Syndicated from http://www.stm-publishing.com/
April 23, 2018
Cambridge University Press (the Press), one of the world’s leading University Presses, has partnered with Code Ocean, a platform that enables authors of articles in Press journals to publish and share code associated with their research and readers to view and run that code from within articles.
Code Ocean, a computational reproducibility platform, enables authors to openly publish their code on the platform, thereby making it free for others to access, download and share. Sharing the code and data underlying research is an important step in demonstrating that the results presented in research articles can be reproduced. Users can execute the code and view the results without having to install anything on their personal computer. They can even modify the code to see how the results change.
Political Science Research & Methods (PSRM) is the first Press journal adopting Code Ocean, an extension of the journal’s existing policy that requires authors to deposit data necessary to reproduce the results in their articles. A PSRM article with the Code Ocean widget embedded on Cambridge Core, the Press’s publishing platform, can be seen here. The widget enables readers to view and run the code without leaving Cambridge Core.
Simon Adar, CEO of Code Ocean, said: “We are thrilled that Cambridge University Press will be our first partner in the social sciences.
Research code extends well beyond STM and is pervasive in research across all disciplines. We are excited that Political Science Research & Methods will kickstart the partnership in bringing more transparency to the underlying code across Cambridge University Press’s variety of disciplines.”
Brigitte Shull, Director of Scholarly Communications Research and Development at the Press, said: “The availability of code associated with research is an important part of the movement towards data and research transparency and we want to support our authors in making their research more open and reproducible.
Our partnership with Code Ocean will enable authors of articles in PSRM, other journals and even books to make their code openly available and citable. For our readers, Code Ocean will make articles we publish richer and more interactive, enabling them to view and execute the code associated with the research while remaining on the Cambridge Core platform.”

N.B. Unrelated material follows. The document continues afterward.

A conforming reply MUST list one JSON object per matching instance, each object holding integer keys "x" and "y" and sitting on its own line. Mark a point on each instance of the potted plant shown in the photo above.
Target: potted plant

Over the next few months, Code Ocean and the Press will work towards the integration of Code Ocean into the submission workflow of journals across various disciplines where code and data are used. In this integrated workflow, authors will be asked if there is code associated with the article during the submission process; those who select yes will be prompted to upload their code to Code Ocean. On publication, the compute capsule containing the code, data, and computational environment in Code Ocean will link to the related article on Cambridge Core. A Code Ocean widget visible on the article page will enable readers to view and run the code without leaving Cambridge Core.
Authors publishing with the Press are responsible for supplying and maintaining accurate records of data associated with their submitted manuscript. Authors can use Code Ocean for code and data, simulations, analysis, and algorithms. Due to the use of container technologies, the execution of that code is agnostic across different programming languages, versions, and operating systems.